- President: Ante Matić
- Founded: 19 December 2004
- Split from: Croatian Party of Rights of Bosnia and Herzegovina
- Headquarters: Livno, Bosnia and Herzegovina
- Ideology: Croatian nationalism Conservativism Euroscepticism
- National affiliation: Croats

Website
- http://www.strankahrvatskogprava.tk/

= Party of Croatian Right =

Political party in Bosnia and Herzegovina

Party of Croatian Right (Stranka hrvatskog prava or SHP) is a conservative right-wing political party in Bosnia and Herzegovina.

Disatisfied with the "abandonment of the original rights idea by many other existing rights parties", the members of Party of Croatian Right, "who want to be loyal to the original rights teachings and goal", founded a new political party in Livno on 19 December 2004. Ante Matić became the first president of the party.
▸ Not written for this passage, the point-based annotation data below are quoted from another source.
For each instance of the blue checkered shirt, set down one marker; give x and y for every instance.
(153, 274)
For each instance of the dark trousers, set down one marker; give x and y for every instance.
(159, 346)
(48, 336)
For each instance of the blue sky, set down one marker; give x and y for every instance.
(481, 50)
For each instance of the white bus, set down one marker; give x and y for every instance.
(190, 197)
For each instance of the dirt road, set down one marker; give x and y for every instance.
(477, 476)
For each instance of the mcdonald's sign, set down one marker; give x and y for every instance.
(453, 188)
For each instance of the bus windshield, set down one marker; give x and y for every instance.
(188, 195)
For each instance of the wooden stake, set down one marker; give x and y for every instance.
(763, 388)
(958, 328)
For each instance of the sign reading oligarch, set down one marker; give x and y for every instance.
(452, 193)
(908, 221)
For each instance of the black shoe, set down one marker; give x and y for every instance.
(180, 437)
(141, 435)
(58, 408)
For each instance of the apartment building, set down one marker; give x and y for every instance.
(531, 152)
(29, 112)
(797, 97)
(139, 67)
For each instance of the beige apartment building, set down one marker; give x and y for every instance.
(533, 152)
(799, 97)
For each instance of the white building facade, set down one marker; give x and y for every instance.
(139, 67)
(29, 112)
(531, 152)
The party states that they are a national Croatian party that serves the interests of Croatian people and their spiritual and economic prosperity. Their goal is to promote the teachings of Ante Starčević and Eugen Kvaternik, founders of the original Party of Rights, as well as the social teachings of brothers Antun and Stjepan Radić, and other historical national leaders whose actions were founded on Starčević's teachings. They also encourage the advancement of the newest scientific achievements that will serve the nation as a whole and especially to Croats on "all of their historical territory".